In dem Zusammenhang wird oft von einem unreifen Immunsystem als Argument gegen eine Impfung gesprochen. Das Immunsystem eines/r 5 Jährigen ist dem von Erwachsen sehr ähnlich. Davor spricht man oft von Unreife in jüngeren Kindern. Wobei es weniger Reife ist, als das Kleinkinder andere Arten von Immunreaktion haben. Das ist evolutionär sehr sinnvoll- da das Immunsystem kleiner Menschen einfach noch vielen neuen Reizen ausgesetzt ist und lernen muss was gut und schlecht ist. So haben Kinder unter 5 kaum Allergien oder Asthma. Gegen Impfen spricht das aber nicht- immerhin finden viele Impfungen im Leben unter 5 statt! Und vermitteln jahrzehntelang Schutz! Bei der Zulassung gibt es nun aber zwei Sachen zu beachten: Sicherheit und eine effiziente Antwort auf den Impfstoff. Und beides könnte U5 mit der „unreifen“ oder andersartigen Immunantwort verändert sein und muss extra bewerten sein.
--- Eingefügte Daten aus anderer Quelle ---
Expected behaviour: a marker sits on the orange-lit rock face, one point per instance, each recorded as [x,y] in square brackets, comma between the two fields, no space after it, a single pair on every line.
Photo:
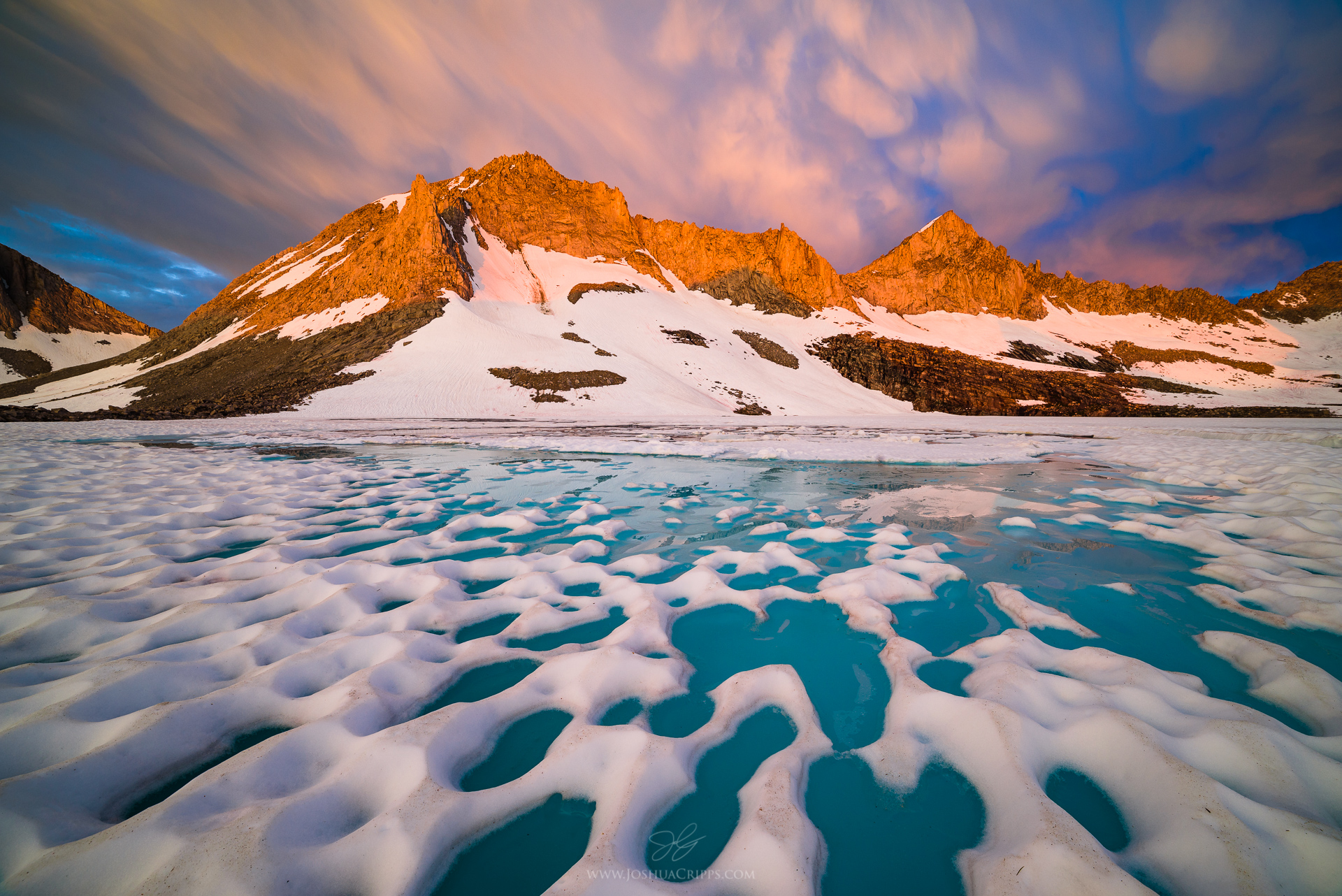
[54,305]
[946,267]
[524,200]
[949,267]
[405,251]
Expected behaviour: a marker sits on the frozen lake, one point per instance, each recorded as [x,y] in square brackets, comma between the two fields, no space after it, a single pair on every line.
[278,655]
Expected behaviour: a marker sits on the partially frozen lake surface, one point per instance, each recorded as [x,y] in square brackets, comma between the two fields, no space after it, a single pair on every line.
[936,655]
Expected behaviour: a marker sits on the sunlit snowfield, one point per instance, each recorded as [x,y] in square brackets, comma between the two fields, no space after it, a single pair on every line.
[262,660]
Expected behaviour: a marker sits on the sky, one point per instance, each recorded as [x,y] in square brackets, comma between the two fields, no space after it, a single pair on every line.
[154,149]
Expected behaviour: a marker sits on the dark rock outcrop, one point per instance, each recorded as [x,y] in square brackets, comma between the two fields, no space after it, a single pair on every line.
[51,303]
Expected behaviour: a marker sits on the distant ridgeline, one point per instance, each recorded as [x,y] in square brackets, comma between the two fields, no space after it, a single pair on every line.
[48,324]
[514,290]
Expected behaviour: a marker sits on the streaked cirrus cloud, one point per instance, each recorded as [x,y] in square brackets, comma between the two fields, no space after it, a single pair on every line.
[1176,143]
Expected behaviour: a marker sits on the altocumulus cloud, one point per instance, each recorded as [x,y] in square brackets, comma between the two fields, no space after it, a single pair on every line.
[1180,143]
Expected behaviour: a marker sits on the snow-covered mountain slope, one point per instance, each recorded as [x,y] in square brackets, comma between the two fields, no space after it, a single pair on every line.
[48,324]
[513,290]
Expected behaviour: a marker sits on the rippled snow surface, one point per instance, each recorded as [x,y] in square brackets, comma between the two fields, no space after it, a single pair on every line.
[446,670]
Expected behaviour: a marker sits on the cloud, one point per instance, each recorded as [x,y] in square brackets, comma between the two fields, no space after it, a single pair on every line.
[227,132]
[1213,49]
[874,110]
[144,281]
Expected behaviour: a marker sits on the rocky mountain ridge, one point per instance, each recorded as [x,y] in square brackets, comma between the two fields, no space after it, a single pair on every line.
[481,247]
[48,324]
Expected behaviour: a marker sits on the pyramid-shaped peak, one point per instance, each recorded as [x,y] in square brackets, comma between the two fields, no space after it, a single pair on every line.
[945,224]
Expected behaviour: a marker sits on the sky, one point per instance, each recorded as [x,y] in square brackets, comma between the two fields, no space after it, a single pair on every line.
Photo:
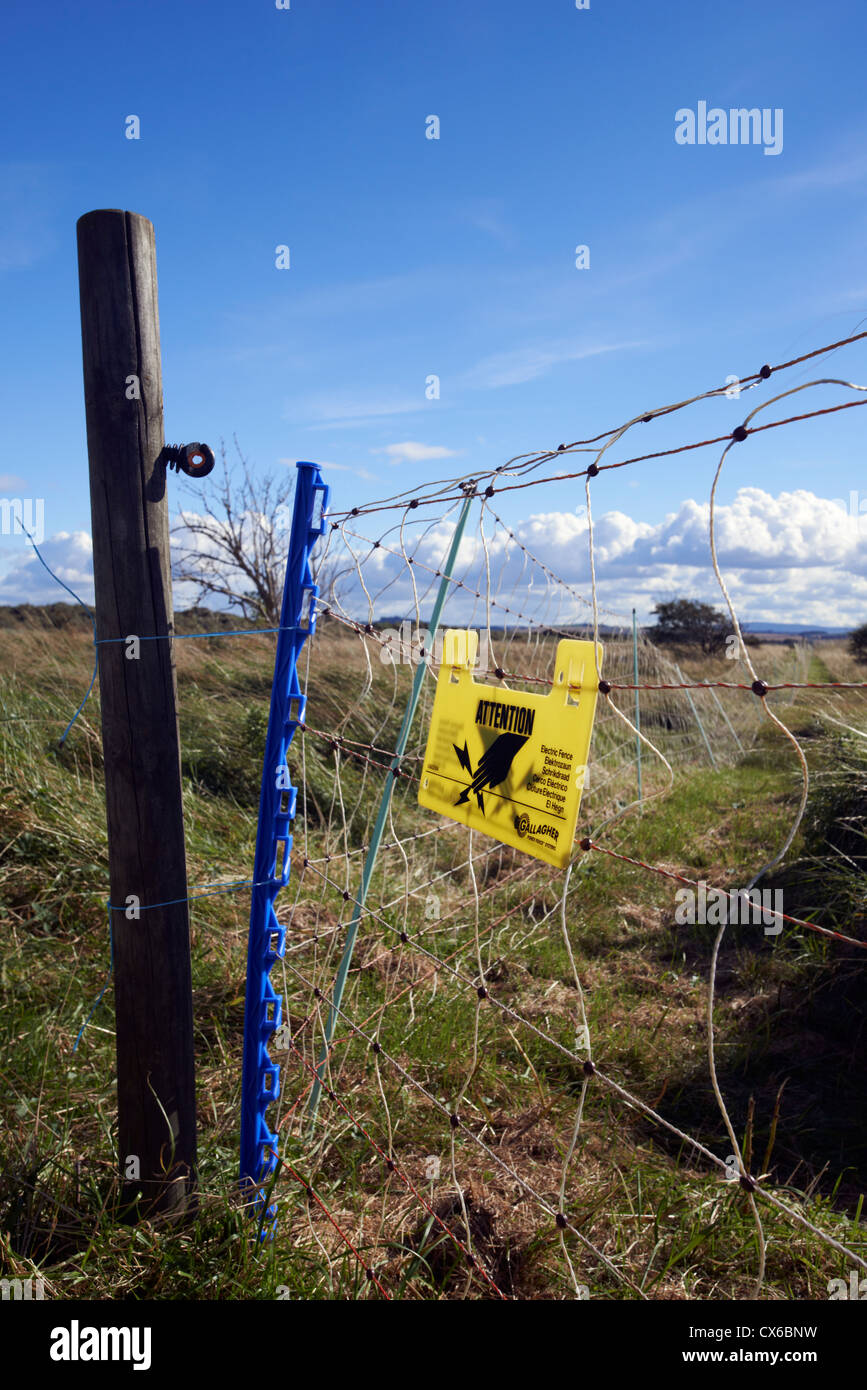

Die klinische Studie, die den BioNTech Impfstoff in 6 Monate – 5 Jahre alten Kinder testet läuft. Die Ergebnisse sind noch nicht peer-reviewed publiziert. Aber es gab eine Pressemitteilung die von guter Sicherheit und Verträglichkeit verspricht. Es wird ein Zehntel der Erwachsenen-Dosis verimpft: 3 Mikrogramm RNA. Laut der Pressemitteilung scheinen 3 Mikrogramm aber weniger effizient darin, eine Immunantwort in 2-5 Jährigen auszulösen als vergleichbare Impfprotokolle in Jugendlichen. Bei unter 2 Jährigen waren die 3 Mikrogramm hingegen ausreichend für einen guten Schutz gegen Corona. Die Wirksamkeit des Kinderimpfstoffes könnte auf zwei Arten gesteigert werden: mehr RNA pro Spritze oder öfter spritzen. Die Möglichkeit 5 Mikrogramm oder 10 Mikrogramm, wie bei 5-12 Jährigen, auch U5 zu nutzen will BioNTech nicht ausprobieren. Die Firma setzt auf drei Impfungen um die Grundimmunisierung zu erreichen. Dieses Protokoll wird nun in einer erweiterten klinischen Studie getestet – was die Zulassung des U5 Impfstoffes verschiebt.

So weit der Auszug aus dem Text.